Hassiba Kaabêche, directrice régionale Pays de la Loire de la Banque de France : "La procédure peut aller très vite" — Photo : DR

De nombreux chefs d’entreprise disent ne pas connaître la procédure de Médiation du crédit. Dans quelles conditions peuvent-ils y recourir en cas de difficulté à rembourser le PGE ?

Un accord de place sur la restructuration des petits PGE dans le cadre de la Médiation du crédit aux petites entreprises a été signé le 19 janvier 2022. Il offre aux TPE, PME et indépendants ayant bénéficié d’un PGE de moins de 50 000 euros un nouvel outil pour en étaler le remboursement. Ces entreprises doivent attester, via leur expert-comptable, qu’elles connaissent des difficultés de gestion avérées, sans être cependant en cessation de paiement et avoir des capacités de rebond. Il leur faut pour cela faire établir une attestation de non-cessation de paiement par leur expert-comptable et faire le point avec leurs banques sur leurs capacités de remboursement du PGE et de tous leurs crédits en cours. Selon sa situation, l’entreprise peut ensuite saisir le Médiateur du crédit, afin de trouver un accord amiable pour restructurer l’ensemble de ses dettes. Pour les entreprises dont le PGE dépasse 50 000 euros, la procédure est la même mais passe, non pas par la Médiation du crédit, mais par le Conseiller départemental à la sortie de crise.
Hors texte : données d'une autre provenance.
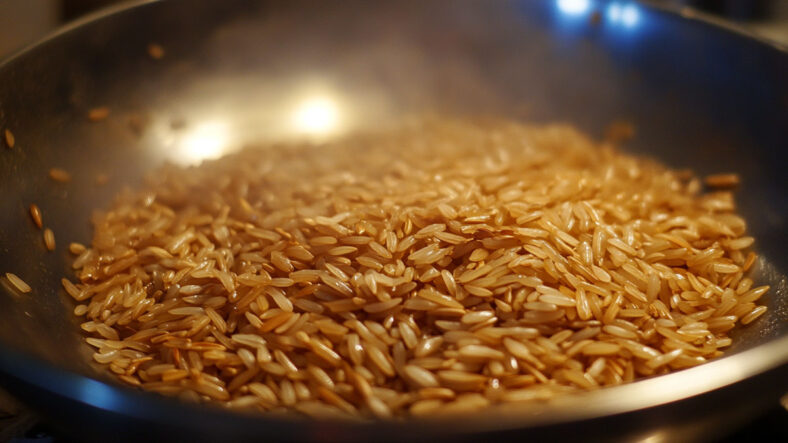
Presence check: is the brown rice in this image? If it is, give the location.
[66,120,768,417]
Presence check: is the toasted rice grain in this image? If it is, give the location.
[5,272,32,294]
[44,228,55,251]
[67,119,769,417]
[30,203,44,229]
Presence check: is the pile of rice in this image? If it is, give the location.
[63,120,768,417]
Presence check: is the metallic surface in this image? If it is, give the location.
[0,0,788,442]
Comment cela se passe-t-il ensuite ?

Dès lors que l’entreprise est éligible et que son dossier est complet, la procédure peut aller très vite. Nous informons l’ensemble des créanciers, leur demandons leur position et organisons la médiation. Si nous restructurons le remboursement du PGE, nous restructurons l’ensemble de la dette. Il peut arriver que nous orientions l’entreprise vers les acteurs les plus à même de l’accompagner, comme le Tribunal de commerce… Les enjeux dans ce type de situation ne portent pas tant sur la notation par la Banque de France, qui ne concerne que les entreprises réalisant plus de 750 000 euros de chiffre d’affaires, que sur la continuité d’exploitation et la pérennité de l’entreprise. Dans les Pays de Loire, la médiation trouve une issue positive dans plus d’un cas sur deux.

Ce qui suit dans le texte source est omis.